Curious about how to deal with zero’s though! Any solution on this?

## apwheele

/ August 1, 2020While SPSS has safelog I don’t really recommend it. You might do a rug for 0 values (since they are undefined on the log scale). It sort of depends on the distribution of your data (and the type of graph) to recode log(0) to a reasonable value, if you have values spanning in the 0-100,000, it is probably ok to set log(0) to log(0+1)=0 just for graphing purposes.
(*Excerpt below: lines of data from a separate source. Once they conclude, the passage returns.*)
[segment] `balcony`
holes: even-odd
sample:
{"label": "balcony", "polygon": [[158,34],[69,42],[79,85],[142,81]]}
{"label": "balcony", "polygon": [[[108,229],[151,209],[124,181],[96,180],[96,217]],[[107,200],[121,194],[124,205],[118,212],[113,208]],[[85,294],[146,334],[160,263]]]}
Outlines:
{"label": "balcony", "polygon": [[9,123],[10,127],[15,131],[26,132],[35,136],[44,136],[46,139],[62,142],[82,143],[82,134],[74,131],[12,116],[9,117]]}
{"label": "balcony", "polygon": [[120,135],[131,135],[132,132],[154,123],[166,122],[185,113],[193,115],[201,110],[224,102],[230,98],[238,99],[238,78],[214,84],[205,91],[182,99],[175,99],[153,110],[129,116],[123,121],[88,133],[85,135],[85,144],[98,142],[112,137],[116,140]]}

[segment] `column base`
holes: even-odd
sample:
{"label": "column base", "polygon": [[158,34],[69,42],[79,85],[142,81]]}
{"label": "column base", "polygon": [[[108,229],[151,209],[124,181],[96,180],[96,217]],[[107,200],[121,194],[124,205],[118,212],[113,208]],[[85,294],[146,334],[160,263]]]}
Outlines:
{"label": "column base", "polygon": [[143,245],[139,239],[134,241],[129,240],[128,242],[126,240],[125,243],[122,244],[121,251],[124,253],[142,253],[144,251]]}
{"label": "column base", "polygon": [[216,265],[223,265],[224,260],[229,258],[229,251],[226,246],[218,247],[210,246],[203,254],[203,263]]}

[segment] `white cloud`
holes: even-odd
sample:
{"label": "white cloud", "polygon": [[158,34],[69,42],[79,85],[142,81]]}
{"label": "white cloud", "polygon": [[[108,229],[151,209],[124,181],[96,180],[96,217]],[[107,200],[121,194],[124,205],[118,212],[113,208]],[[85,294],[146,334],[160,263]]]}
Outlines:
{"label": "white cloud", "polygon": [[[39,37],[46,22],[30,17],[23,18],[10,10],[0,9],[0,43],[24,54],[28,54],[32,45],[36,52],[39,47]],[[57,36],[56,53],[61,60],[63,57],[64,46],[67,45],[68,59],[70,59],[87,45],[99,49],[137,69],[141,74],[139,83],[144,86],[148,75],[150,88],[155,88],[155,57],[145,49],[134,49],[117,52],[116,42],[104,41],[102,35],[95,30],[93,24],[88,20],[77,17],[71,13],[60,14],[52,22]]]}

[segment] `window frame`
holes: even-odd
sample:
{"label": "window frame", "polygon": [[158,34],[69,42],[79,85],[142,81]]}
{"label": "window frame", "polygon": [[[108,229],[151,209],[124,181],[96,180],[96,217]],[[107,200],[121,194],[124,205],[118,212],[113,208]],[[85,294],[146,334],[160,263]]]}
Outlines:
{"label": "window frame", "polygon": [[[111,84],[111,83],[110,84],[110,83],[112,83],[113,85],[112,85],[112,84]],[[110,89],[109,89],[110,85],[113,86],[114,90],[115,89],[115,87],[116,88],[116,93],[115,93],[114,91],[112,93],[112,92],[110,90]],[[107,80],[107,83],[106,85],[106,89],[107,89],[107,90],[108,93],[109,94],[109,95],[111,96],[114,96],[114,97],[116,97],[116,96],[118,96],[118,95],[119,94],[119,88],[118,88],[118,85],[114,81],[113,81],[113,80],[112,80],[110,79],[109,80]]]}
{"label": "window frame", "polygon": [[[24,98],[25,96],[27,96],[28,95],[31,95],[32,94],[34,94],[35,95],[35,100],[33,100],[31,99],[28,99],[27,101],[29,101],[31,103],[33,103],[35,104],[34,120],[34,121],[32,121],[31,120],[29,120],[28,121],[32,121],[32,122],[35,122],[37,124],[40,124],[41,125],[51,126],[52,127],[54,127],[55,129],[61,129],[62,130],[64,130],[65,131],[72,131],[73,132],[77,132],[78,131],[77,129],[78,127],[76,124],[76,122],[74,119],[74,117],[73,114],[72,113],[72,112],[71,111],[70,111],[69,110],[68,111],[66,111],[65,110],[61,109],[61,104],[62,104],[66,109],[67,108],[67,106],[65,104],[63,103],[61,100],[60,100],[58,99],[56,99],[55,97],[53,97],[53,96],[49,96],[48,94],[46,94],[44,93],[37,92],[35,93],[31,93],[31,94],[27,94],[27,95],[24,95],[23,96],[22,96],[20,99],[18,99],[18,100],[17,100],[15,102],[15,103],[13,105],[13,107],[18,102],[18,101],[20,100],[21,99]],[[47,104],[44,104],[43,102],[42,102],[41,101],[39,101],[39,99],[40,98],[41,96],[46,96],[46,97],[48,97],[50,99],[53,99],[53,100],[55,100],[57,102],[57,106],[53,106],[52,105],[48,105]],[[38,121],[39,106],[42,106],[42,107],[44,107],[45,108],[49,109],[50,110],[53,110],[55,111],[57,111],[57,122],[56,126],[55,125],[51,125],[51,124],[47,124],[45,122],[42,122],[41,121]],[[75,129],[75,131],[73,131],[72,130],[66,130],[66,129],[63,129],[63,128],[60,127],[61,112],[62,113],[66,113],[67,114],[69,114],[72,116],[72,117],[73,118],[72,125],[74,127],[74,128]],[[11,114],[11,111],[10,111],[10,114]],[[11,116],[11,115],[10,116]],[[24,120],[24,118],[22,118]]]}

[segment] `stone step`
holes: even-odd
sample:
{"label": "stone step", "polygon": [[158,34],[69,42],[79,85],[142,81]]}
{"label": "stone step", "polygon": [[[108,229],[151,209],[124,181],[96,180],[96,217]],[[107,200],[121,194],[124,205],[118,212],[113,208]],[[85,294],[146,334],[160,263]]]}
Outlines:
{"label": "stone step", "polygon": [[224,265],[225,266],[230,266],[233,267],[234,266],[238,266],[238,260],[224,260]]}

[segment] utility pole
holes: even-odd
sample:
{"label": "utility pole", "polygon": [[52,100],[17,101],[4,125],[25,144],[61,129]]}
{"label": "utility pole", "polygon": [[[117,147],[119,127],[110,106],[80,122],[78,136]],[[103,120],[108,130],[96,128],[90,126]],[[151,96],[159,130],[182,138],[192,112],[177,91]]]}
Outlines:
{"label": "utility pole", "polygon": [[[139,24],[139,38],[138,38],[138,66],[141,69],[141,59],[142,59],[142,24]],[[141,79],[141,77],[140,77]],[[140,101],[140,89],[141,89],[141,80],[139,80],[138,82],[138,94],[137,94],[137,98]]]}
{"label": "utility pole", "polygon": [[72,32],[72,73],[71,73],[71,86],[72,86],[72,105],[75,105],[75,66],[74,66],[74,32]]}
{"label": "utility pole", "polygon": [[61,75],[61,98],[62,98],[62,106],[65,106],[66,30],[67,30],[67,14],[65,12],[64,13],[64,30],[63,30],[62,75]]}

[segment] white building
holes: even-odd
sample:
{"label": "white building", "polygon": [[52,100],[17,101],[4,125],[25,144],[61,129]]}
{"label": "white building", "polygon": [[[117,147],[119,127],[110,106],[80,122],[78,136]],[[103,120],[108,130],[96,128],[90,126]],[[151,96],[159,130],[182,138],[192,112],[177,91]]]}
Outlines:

If it is smaller ratios, you may want to set 0 to some small decimal based on the distribution of the other values. Say your data spans 0-10, I may set 0 to a value of 0.1 (to make it symmetric with the top value).

Or say if the two other non-zero smallest values in that dataset are 0.1 and 0.15, I may set the zero value to 0.05 for example. If you go too small though it may make the chart explode in that dimension, so you may just make it somewhat smaller than the smallest value (and then highlight it in the chart to articulate that it is 0 values).